Heuristic:Sktime Pytorch forecasting Encoder Decoder Length Limits
| Knowledge Sources | |
|---|---|
| Domains | Time_Series, Optimization, Deep_Learning |
| Last Updated | 2026-02-08 08:00 GMT |
Overview
Limit encoder length to 500 and decoder (prediction) length to 200 to prevent excessive training time and memory usage, and for N-BEATS set context_length between 1-10x prediction_length.
Description
The FAQ documentation provides hard upper-bound recommendations for encoder and decoder lengths. Exceeding these causes training to become very slow and may trigger memory errors. Additionally, series that are too short for the configured minimum encoder/prediction lengths are silently dropped from the dataset with a warning. The `allow_missing_timesteps=True` option makes dataset creation significantly slower because it must identify all gaps in the data.
Usage
Apply this heuristic when constructing a TimeSeriesDataSet and choosing `max_encoder_length`, `max_prediction_length`, and `min_encoder_length`. If some series have fewer time points than the minimum lengths, they will be silently excluded. If the model appears frozen during training, the encoder/decoder lengths may be too large for the available memory.
The Insight (Rule of Thumb)
- Action 1: Set `max_encoder_length` <= 500.
- Action 2: Set `max_prediction_length` <= 200.
- Action 3: For N-BEATS, set `context_length` between 1x and 10x the `prediction_length`.
- Action 4: If `allow_missing_timesteps=True`, expect slower dataset creation.
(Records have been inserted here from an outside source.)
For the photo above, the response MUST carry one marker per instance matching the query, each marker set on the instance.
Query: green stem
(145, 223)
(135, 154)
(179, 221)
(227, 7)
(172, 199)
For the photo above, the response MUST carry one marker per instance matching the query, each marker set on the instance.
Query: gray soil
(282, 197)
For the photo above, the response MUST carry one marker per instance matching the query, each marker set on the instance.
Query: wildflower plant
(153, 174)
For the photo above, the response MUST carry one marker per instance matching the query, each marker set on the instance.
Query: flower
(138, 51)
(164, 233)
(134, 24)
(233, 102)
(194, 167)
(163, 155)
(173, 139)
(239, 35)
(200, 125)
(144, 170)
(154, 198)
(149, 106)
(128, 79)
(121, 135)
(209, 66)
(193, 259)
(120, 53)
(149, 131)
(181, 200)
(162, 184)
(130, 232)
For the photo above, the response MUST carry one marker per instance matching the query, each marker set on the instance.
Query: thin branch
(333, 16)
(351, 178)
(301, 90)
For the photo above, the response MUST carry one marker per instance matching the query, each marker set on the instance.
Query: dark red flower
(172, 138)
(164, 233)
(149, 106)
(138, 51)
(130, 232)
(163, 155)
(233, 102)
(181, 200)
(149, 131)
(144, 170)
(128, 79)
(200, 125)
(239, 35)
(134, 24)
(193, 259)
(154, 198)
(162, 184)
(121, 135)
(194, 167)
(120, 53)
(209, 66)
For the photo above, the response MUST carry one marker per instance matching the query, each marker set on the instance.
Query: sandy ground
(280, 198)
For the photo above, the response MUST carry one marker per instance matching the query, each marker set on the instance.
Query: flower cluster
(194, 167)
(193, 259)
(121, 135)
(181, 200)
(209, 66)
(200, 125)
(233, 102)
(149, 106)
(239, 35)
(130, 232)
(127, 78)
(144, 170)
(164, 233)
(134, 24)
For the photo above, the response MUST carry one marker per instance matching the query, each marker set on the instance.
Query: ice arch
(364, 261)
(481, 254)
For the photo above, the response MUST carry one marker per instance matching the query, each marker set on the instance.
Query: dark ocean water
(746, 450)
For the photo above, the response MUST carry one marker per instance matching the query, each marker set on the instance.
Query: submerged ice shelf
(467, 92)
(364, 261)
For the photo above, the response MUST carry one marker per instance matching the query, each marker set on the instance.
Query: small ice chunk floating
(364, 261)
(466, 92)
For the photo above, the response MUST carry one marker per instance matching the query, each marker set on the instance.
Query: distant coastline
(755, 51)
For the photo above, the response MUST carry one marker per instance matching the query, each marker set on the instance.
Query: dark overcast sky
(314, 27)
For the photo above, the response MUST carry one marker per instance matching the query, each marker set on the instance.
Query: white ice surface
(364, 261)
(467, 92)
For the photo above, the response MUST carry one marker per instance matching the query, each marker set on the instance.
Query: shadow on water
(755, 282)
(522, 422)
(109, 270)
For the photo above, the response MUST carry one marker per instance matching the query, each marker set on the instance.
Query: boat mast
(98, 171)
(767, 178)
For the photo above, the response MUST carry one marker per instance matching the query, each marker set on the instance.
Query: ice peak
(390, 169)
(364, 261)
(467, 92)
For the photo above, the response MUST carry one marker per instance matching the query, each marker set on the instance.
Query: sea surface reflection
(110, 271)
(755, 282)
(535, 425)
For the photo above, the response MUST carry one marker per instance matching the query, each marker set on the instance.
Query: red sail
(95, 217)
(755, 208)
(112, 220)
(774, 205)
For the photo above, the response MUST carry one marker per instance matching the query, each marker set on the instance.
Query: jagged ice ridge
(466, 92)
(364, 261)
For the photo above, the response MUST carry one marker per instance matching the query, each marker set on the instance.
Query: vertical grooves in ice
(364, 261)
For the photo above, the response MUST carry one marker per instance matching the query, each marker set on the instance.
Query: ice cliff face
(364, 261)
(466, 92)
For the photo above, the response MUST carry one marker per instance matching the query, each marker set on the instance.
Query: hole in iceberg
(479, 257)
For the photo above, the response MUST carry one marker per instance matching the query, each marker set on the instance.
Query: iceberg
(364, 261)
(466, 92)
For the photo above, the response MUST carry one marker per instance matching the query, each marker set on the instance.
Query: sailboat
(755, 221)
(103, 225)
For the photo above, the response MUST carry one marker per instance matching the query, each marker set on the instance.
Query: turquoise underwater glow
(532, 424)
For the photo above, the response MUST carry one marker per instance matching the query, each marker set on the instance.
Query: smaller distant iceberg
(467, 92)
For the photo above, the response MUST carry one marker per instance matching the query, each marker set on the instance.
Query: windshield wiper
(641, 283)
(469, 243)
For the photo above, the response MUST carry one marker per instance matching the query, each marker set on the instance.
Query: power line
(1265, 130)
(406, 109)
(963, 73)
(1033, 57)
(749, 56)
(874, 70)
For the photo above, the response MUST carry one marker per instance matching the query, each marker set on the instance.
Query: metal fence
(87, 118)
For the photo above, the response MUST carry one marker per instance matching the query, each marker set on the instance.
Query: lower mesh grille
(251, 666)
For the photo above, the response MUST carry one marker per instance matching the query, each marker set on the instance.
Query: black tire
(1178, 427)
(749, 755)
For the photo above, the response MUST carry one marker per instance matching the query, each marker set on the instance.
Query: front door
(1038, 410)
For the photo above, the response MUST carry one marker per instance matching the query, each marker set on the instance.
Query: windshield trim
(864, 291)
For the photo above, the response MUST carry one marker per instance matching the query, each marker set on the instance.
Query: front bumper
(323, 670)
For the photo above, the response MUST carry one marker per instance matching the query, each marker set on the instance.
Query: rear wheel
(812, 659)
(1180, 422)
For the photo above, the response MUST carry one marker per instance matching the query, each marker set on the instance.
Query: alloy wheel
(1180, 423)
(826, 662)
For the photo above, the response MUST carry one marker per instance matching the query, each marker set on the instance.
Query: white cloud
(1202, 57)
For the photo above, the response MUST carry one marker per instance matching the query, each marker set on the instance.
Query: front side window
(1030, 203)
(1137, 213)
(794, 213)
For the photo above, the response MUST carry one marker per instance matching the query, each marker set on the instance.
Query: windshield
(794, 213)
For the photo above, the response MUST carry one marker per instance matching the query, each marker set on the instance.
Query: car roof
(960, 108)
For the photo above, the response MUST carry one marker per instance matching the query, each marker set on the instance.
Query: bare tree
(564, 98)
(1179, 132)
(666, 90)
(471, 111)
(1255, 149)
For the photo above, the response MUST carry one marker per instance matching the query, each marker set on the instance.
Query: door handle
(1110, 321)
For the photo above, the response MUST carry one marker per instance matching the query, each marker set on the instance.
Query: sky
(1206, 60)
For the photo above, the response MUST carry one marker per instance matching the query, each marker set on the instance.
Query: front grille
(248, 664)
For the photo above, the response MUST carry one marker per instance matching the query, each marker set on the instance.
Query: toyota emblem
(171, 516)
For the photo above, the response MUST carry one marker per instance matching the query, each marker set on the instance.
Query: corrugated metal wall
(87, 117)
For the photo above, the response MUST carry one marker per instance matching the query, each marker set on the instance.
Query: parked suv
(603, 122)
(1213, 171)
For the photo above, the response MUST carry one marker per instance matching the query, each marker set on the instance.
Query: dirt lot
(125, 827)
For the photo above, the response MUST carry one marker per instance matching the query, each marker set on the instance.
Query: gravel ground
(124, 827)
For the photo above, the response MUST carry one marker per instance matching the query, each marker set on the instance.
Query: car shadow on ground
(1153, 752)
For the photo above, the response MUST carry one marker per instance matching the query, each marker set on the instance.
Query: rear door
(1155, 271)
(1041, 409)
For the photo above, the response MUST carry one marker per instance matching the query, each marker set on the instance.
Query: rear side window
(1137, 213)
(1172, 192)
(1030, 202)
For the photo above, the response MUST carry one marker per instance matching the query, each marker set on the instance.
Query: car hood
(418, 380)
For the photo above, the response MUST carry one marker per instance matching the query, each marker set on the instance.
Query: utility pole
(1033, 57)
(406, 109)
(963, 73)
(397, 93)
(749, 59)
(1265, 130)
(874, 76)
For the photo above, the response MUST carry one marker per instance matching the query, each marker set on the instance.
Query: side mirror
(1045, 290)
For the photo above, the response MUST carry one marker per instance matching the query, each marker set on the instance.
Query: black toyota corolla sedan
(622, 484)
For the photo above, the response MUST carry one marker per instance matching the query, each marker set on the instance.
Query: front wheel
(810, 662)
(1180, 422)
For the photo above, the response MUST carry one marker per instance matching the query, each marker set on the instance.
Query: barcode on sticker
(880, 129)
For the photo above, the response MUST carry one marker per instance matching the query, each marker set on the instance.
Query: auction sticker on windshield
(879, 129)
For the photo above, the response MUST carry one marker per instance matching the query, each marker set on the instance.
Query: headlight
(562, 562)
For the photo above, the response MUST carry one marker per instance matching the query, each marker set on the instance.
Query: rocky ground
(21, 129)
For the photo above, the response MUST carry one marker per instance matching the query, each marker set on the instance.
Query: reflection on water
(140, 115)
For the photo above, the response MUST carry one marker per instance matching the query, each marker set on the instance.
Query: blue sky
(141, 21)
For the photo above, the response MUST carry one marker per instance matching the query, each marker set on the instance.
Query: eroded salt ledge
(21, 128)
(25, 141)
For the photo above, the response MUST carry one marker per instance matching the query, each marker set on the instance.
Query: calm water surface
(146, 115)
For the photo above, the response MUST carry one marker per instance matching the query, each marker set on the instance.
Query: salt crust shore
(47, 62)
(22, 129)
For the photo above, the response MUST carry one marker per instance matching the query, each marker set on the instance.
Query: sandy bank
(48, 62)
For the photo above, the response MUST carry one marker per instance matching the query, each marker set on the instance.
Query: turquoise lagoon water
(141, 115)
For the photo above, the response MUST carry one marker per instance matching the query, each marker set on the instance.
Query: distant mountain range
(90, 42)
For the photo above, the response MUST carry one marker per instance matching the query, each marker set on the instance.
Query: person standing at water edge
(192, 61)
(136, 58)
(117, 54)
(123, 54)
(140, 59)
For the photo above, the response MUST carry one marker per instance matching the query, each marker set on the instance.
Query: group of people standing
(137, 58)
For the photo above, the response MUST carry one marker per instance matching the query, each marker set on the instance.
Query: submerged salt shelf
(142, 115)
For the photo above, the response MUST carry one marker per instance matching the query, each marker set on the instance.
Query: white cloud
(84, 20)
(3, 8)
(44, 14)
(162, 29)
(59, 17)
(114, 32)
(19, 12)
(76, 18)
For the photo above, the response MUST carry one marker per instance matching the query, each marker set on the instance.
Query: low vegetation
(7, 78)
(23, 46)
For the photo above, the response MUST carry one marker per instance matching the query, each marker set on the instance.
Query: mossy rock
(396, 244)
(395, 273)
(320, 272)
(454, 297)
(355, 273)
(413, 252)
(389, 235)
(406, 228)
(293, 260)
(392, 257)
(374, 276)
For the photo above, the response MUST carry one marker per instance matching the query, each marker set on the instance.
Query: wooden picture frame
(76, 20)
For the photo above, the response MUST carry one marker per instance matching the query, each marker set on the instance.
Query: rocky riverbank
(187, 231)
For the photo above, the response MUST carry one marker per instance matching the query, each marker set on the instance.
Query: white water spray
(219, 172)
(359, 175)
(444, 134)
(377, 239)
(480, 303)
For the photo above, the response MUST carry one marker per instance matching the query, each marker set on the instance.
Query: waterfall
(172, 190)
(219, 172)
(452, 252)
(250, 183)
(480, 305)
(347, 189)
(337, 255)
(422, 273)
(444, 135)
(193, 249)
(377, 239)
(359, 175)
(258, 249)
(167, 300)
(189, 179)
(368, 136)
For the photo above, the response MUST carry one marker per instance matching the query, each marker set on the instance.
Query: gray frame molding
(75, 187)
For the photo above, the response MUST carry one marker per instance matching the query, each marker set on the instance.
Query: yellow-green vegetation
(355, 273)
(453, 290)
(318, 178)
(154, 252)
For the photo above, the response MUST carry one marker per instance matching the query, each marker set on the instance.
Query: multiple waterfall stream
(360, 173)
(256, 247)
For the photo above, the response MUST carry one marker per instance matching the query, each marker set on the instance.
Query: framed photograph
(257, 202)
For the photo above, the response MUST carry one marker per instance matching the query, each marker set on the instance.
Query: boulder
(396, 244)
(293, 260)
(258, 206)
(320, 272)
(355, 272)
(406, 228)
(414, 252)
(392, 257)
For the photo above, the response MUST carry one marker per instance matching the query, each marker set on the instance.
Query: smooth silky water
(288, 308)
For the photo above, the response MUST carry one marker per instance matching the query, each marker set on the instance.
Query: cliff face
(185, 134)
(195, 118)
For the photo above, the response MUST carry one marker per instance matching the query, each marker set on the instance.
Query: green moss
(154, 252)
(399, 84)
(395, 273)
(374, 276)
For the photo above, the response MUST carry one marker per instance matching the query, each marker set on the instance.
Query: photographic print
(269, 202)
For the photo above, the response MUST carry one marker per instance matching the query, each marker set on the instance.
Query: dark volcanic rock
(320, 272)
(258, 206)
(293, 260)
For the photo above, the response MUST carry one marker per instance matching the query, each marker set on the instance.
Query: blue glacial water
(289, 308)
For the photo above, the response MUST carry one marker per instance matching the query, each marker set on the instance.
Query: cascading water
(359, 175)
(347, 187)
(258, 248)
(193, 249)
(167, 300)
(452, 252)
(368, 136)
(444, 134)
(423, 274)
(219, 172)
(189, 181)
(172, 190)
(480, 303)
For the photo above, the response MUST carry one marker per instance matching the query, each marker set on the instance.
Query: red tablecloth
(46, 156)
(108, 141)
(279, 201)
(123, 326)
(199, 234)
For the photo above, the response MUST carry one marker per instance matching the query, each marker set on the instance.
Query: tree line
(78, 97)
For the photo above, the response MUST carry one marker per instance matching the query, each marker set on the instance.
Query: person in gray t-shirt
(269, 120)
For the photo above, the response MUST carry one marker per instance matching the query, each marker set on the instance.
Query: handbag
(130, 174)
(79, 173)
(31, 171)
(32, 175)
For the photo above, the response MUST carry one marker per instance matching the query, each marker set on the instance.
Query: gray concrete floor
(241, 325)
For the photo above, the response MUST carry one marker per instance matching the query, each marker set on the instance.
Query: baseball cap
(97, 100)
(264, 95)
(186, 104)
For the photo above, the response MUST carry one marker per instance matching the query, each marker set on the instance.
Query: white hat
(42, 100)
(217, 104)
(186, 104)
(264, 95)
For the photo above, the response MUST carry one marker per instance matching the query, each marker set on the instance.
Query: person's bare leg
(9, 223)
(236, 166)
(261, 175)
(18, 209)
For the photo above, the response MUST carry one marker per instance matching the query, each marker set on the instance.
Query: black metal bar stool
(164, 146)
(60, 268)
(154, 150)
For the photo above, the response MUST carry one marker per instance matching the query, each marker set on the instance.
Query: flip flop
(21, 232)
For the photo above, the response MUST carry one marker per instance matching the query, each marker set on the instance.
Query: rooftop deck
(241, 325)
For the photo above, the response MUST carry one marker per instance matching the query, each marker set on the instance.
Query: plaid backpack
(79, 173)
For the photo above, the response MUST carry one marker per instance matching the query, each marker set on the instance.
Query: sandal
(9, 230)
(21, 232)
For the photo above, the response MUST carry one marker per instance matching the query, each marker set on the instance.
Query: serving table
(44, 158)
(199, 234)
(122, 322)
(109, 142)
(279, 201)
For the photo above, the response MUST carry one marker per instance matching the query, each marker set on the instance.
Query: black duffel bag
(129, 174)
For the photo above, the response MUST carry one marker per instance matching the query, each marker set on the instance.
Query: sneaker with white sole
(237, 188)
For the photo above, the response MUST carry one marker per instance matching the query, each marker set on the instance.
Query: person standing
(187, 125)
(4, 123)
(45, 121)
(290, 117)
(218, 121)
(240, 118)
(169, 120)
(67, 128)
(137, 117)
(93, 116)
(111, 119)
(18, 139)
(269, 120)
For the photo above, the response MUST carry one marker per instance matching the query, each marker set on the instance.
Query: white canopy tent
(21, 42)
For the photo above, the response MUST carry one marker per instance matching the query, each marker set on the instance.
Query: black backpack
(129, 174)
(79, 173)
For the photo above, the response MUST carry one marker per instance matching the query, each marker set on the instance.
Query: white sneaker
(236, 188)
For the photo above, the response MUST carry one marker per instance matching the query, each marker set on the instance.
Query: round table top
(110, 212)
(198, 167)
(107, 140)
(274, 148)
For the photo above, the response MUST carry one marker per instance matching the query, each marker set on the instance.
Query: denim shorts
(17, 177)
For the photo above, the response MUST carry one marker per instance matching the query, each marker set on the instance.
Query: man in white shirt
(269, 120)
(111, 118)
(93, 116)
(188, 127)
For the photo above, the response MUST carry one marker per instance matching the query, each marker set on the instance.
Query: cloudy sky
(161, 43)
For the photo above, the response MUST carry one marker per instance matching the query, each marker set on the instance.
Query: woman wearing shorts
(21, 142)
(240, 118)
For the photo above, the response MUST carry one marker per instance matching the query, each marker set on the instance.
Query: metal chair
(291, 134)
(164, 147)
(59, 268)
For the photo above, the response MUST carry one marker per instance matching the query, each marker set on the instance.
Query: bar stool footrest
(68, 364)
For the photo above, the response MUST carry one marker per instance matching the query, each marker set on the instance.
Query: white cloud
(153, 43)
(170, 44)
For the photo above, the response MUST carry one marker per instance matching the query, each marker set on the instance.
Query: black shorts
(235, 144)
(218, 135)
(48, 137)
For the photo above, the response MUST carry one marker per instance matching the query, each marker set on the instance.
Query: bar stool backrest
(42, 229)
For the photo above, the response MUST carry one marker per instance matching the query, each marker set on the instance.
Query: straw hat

- Action 5: Check warnings for dropped series — if many groups are missing, reduce minimum lengths.
- Trade-off: Longer encoders capture more history but increase memory usage quadratically (for attention-based models) or linearly (for RNN-based models). Shorter encoders train faster but may miss long-term patterns.
Reasoning
Transformer models (TFT, TimeXer) have O(n^2) attention complexity in encoder length. RNN models (DeepAR) have O(n) but suffer from vanishing gradients with very long sequences. The 500/200 limits represent practical bounds where training time becomes unacceptable on typical hardware. For N-BEATS, the context_length/prediction_length ratio controls the lookback-to-forecast ratio; values outside 1-10x waste computation (too much lookback) or lose important patterns (too little lookback).
FAQ recommendation from `docs/source/faq.rst:26-28`:
Choose something reasonably long, but not much longer than 500 for the encoder length and 200 for the decoder length. Consider that longer lengths increase the time it takes for your model to train.
Missing groups warning from `data/timeseries/_timeseries.py:1859-1868`:
warnings.warn(
"Min encoder length and/or min_prediction_idx and/or min "
"prediction length and/or lags are too large for "
f"{len(missing_groups)} series/groups which therefore are not present"
" in the dataset index. "
"This means no predictions can be made for those series. ...",
UserWarning,
)
N-BEATS context_length guidance from `models/nbeats/_nbeats.py:59`:
context_length (int): Number of time units that condition the predictions. Also known as 'lookback period'. Should be between 1 and 10 times the prediction_length.
FAQ on missing timesteps from `docs/source/faq.rst:33-38`:
`allow_missing_timesteps=True` makes dataset creation much slower because it must identify all gaps. If possible, pre-fill missing timesteps yourself.